Męczenie bolechowicko-kobylańskich wapieni skończyło się po sześciu dniach, kilku siniakach i ogólnym zadowoleniu z siebie. Co oznacza, że pora wracać do domu? No niezupełnie. Dla mnie przygoda z liną dopiero się zaczyna.
Kolejny etap - Velka Paklenica. Czyli przepiękny kanion w górach Velebit w Chorwacji, doskonały region wspinaczkowo-górski (skałkowy zresztą też). Pierwsze wrażenie? Skała prędzej Cię wypatroszy niż da ci się poślizgnąć. Paklenicki wapień zupełnie bowiem nie przypomina tego, co na Jurze zwykło nazywać się wapieniem (śliskiej zwartej masy). Do czynienia mamy tu z pełnym asortymentem tnąco-siekającym, w dodatku skorym do kruszenia. Od maleńkich brzytewek po wielkie ściany, w całości pokryte czymś w rodzaju olbrzymich kaloryferów. Prócz wszechobecnych szatkownic, stałym punktem programu paklenickich wspinaczek jest temperatura i słońce ścinające mózg na bezmyślną masę. Skwar taki, że jedyną możliwą formą walki z nim jest ucieczka. Najlepiej więc gramolić się tak dobranymi trasami, żeby jak najdłużej coś rzucało na nas cień i oczywiście meldować się pod wybraną drogą wczesnym rankiem (zupełnie po ciemku).

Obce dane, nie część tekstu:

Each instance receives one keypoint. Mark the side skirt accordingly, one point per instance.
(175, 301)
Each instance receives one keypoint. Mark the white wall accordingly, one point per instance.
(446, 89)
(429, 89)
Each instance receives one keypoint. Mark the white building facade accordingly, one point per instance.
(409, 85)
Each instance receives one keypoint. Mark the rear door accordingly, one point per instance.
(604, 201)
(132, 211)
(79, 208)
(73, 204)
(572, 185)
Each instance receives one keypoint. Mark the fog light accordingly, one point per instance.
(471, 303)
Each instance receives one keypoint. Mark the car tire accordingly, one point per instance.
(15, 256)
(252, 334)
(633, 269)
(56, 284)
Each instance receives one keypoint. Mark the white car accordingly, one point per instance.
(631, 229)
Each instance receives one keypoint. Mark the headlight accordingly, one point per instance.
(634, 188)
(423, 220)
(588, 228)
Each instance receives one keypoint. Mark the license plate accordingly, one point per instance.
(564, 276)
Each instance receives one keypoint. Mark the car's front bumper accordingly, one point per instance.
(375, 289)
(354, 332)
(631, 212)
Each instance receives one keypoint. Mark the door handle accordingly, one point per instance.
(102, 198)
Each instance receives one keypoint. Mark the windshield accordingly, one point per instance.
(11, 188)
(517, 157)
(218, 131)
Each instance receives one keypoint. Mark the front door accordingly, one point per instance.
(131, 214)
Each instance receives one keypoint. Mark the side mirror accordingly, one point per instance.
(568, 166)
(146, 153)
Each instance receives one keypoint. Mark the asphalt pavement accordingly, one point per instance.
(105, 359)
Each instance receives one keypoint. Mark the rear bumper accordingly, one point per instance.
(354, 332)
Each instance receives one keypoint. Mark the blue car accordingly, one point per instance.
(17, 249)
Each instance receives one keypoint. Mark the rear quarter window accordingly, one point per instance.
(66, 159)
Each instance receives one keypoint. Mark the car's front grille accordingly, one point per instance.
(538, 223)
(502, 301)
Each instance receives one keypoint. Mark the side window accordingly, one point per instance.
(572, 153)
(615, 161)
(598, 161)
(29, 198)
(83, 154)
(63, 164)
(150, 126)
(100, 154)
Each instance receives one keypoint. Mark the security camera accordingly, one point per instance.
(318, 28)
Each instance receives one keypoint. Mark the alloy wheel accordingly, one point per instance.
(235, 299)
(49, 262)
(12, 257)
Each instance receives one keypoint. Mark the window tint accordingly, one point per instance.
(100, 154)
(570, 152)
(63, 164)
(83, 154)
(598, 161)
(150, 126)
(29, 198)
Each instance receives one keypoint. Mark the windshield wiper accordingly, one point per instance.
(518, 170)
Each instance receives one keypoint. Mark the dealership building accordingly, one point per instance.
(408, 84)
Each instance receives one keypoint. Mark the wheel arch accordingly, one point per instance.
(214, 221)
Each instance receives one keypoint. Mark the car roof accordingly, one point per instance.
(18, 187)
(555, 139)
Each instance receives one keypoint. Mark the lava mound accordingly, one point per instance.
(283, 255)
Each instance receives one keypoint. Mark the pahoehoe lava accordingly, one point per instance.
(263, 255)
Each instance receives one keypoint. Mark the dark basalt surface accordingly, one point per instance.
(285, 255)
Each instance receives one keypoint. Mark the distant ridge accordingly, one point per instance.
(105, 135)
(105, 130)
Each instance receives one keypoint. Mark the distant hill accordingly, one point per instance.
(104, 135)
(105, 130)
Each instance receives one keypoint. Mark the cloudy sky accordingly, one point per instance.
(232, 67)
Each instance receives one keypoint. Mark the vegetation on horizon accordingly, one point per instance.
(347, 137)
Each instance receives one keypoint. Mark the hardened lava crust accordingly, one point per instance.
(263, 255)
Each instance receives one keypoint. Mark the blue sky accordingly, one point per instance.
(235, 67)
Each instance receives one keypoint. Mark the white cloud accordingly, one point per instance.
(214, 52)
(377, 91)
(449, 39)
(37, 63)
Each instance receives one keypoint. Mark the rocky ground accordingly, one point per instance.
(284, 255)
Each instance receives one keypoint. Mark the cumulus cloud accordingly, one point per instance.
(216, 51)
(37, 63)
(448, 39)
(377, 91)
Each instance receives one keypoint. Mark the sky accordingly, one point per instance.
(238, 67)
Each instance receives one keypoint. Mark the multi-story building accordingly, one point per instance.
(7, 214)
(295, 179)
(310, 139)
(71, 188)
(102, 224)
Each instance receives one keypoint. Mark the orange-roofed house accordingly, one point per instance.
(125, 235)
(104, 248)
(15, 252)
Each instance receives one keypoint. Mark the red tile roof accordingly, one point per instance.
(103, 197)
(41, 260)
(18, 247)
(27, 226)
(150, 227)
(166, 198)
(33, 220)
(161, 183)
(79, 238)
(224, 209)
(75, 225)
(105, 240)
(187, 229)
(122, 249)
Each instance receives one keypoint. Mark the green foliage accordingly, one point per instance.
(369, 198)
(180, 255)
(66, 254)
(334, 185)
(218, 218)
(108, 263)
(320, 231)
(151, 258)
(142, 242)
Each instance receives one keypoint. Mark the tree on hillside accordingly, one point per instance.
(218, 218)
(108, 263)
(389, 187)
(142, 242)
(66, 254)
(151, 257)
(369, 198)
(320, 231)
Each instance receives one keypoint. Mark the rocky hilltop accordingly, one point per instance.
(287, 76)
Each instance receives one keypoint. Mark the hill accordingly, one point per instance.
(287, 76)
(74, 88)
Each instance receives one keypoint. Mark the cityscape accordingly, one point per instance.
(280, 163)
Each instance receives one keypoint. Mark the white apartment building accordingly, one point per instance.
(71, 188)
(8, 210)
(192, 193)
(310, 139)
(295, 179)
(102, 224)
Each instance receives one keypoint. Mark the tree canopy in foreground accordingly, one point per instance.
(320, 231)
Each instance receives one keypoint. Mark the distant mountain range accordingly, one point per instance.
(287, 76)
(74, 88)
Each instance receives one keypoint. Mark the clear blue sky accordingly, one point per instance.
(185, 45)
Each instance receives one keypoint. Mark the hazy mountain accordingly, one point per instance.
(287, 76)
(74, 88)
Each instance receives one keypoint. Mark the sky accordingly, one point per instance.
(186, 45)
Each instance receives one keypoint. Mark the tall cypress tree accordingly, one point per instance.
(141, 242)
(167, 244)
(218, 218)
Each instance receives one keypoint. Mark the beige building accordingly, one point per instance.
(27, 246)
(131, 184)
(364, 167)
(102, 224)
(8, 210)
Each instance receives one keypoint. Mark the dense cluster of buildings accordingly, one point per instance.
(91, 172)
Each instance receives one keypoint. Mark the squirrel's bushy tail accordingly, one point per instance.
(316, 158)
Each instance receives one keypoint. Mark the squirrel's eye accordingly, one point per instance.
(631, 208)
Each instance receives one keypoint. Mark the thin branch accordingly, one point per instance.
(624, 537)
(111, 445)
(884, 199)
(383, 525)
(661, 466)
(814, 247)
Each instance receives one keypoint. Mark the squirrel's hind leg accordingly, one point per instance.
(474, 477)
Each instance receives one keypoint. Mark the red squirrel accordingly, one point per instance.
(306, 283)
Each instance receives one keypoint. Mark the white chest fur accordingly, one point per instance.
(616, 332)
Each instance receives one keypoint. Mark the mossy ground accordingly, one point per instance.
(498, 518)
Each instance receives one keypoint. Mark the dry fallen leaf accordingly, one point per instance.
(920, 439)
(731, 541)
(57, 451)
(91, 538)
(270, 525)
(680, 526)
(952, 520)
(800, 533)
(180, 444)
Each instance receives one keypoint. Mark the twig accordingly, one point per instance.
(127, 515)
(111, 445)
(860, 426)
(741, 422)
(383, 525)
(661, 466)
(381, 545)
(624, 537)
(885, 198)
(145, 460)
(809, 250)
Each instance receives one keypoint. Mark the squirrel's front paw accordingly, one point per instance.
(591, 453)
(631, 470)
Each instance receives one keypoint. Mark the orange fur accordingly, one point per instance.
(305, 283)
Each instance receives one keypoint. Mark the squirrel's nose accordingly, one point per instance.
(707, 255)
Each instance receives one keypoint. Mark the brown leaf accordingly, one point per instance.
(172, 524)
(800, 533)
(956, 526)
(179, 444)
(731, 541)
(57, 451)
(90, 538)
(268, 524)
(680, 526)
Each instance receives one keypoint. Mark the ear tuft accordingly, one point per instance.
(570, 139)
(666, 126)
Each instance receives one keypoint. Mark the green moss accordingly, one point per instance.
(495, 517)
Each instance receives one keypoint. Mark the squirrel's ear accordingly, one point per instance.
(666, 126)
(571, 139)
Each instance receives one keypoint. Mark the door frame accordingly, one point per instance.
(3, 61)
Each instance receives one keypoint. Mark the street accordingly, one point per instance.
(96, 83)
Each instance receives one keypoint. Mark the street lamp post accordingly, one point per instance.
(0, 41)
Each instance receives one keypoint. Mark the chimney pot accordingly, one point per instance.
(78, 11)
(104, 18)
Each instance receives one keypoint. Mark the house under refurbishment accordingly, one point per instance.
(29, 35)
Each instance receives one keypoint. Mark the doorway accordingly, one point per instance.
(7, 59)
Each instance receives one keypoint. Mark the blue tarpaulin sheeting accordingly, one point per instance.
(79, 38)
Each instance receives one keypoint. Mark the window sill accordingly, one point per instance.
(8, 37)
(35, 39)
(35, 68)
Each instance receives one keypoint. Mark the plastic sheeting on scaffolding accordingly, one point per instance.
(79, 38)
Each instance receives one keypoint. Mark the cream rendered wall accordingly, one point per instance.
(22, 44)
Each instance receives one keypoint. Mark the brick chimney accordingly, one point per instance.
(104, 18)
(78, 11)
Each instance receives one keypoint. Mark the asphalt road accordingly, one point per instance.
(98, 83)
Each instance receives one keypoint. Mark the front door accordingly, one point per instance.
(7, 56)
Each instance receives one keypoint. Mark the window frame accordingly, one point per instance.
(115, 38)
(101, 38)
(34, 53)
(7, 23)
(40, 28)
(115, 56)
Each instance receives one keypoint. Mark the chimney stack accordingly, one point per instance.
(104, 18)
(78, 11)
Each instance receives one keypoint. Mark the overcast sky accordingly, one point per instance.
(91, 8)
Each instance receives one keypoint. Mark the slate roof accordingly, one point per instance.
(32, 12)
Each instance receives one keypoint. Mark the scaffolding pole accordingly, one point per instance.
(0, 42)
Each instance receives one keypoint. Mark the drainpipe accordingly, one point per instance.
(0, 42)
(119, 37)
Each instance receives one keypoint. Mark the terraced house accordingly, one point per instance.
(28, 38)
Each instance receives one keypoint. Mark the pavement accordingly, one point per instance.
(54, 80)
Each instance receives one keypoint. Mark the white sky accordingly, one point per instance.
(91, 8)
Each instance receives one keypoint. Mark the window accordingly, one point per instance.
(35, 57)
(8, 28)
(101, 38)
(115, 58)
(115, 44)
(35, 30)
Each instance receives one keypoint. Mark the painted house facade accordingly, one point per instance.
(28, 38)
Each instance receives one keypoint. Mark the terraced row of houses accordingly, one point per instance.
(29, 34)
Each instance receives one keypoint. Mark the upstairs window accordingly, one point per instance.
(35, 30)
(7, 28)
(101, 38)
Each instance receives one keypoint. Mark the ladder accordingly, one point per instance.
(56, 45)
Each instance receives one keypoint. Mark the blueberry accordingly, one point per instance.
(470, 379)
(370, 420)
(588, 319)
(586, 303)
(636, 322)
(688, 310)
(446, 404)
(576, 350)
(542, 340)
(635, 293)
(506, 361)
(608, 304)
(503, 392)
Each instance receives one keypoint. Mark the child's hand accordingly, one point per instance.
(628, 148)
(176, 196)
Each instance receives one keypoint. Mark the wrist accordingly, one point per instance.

Tym razem pod opiekę wziął nas (czterech żółtodziobów) Waldek Niemiec. I to pod jego czujnym, choć nie nadopiekuńczym okiem spędziliśmy pośród paklenickich skał dziesięć pouczających, wspinaczkowych dni. Nie nadopiekuńczym, ponieważ metodykę Waldka doskonale charakteryzuje stara maksyma: jak się nie przewrócisz, to się nie nauczysz. Swoją rolę ogranicza do instruktarzu i czuwania nad tym, aby wywrotki nie skończyły się niczym ponad zadrapania i urażoną dumę.
Z perspektywy kilku miesięcy i swoich prywatnych obserwacji, poczynionych już jako jednostka samodzielna podczas skałkowych weekendów, stwierdzić muszę, że porządny nauczyciel jest kluczem do niepołamania sobie gnatów. Czego sobie i Wam życzę.